What Im Made of?
Two years from now, I'll be a score and a half. By then most probably I'll be raising my own kids, probably running my own business...or possibly I'd still be working in a company...helping my family cope up with daily needs...this is what one would call an ideally normal human achievement...or what if...
Two years from, when I'll be a score and a half. By then most likely I'd still be single...not achieving anything but a drunk, drug-addict alcoholic chain smoking bum bastard...what probably one would say a deviant unnatural heterosexual human being...
...the former I'd become a hero...the latter, a loser
...both are conflicting characters, but either way it'll still be ME.
I was raised in a chaotic family, a turmoil-oriented past, I may say. My grandfather is one of the first "big" businessmen back in the province. My father was raised with a silver spoon...I was not...and I turned out to be a completely different human being...they said I am not like my father. Maybe because I chose not to be. I choose to become a different individual...living a simple life having a normal life. I choose to be independent from anyone...5 years later I became an Engineer, I turned out to become a man who doesnt care about the past...Presently am woking in an engineering firm...busy...coping up with daily needs...life here in our country is mediocre...but Im happy...
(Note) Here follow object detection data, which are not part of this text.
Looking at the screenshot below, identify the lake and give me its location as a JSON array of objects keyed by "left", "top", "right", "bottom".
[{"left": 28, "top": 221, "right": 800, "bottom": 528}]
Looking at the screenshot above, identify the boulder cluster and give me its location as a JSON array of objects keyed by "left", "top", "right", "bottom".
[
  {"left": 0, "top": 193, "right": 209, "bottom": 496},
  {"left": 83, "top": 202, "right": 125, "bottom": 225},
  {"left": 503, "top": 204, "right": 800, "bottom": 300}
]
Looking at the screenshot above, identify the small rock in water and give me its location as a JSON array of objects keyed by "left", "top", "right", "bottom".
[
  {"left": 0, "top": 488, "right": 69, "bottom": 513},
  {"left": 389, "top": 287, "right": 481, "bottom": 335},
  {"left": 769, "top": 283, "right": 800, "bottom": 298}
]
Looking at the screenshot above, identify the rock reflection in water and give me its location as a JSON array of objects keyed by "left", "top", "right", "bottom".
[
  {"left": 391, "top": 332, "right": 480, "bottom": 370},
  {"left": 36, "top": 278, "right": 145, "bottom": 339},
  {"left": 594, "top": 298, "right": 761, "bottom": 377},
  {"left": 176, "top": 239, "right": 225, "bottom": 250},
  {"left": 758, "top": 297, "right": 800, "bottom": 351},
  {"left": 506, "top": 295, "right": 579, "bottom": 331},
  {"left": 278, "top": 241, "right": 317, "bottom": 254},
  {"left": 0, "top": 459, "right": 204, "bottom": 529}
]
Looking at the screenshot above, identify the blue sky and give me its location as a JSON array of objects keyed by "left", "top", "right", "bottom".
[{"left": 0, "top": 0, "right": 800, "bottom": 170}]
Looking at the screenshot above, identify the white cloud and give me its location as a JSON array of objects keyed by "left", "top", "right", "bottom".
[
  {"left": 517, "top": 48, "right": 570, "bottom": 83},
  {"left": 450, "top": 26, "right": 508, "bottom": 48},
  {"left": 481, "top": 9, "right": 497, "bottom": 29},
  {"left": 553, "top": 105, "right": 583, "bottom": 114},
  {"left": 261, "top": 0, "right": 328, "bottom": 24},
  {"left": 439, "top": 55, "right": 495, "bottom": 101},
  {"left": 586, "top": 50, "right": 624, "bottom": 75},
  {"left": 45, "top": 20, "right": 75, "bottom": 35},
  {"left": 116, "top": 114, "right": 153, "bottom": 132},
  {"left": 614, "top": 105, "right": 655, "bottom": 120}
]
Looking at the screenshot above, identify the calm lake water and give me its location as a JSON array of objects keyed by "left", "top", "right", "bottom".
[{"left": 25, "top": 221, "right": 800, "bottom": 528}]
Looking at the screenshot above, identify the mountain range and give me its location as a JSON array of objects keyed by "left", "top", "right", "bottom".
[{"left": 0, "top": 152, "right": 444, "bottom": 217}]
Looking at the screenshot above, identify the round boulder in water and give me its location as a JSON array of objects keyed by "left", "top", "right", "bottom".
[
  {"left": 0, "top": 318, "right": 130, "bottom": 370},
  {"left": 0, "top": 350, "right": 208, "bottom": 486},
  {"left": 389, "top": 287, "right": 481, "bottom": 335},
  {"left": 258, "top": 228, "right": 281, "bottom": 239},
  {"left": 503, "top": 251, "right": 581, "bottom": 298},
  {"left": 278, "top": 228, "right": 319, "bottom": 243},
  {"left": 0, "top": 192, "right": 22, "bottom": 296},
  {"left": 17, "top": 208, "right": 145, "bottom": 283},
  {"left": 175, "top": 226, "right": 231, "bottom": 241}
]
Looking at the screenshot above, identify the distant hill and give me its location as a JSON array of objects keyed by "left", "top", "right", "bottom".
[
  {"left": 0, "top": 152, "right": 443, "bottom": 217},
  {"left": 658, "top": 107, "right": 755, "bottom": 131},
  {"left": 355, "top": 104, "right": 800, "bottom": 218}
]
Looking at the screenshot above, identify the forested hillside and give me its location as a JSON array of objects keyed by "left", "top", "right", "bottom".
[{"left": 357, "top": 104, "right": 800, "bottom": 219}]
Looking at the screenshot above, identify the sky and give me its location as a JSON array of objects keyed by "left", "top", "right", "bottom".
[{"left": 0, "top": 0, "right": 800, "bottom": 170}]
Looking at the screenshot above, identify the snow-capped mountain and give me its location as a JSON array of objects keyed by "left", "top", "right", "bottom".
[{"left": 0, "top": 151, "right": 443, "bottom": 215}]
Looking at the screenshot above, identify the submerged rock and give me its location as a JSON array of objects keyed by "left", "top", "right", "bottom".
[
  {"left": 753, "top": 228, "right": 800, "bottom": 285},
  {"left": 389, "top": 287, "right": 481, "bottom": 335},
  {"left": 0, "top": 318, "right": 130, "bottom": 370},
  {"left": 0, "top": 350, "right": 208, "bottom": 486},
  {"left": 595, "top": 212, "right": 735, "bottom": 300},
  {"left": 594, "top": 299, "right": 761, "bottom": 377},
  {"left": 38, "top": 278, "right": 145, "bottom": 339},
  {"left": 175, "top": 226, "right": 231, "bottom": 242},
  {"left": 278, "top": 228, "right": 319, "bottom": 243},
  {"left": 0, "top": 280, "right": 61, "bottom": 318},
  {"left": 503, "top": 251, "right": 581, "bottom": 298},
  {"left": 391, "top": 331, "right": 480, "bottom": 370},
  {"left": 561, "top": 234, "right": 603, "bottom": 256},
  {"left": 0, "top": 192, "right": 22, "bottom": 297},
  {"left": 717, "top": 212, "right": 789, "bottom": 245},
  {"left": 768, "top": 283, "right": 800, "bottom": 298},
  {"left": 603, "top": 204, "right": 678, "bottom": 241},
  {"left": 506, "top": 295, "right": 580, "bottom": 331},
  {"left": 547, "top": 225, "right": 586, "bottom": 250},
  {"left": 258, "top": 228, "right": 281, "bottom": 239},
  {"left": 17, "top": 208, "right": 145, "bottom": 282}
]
At the right is a picture of me two years ago... and the one below is a picture of me taken recently...pasensya na..I dont look good in pictures...sabi nanay ko gwapo daw ako hehehe. hanggang dito na lang muna. Hope you have a blessed weekend. God bless to all.
"What we are cannot be changed...it's who we are that never stops changing...it is in changing that we find purpose..."
3 comments:
Nah! You look good in those pictures.
Two years from now I would still be suffering from my undiagnosed bipolar disorder, getting overworked and underpaid doing a job I hate, and would still be alone, single and miserable.
Gawd, I hate being pessimistic!
Kidding! Goodness, I hope I'm not being clairvoyant with what I just typed.
Nah! You look good in those pictures.
Two years from now I would still be suffering from my undiagnosed bipolar disorder, getting overworked and underpaid doing a job I hate, and would still be alone, single and miserable.
Gawd, I hate being pessimistic!
Kidding! Goodness, I hope I'm not being clairvoyant with what I just typed.
hey...thanks dude! i guess we have to live with what life has to offer...God bless dude.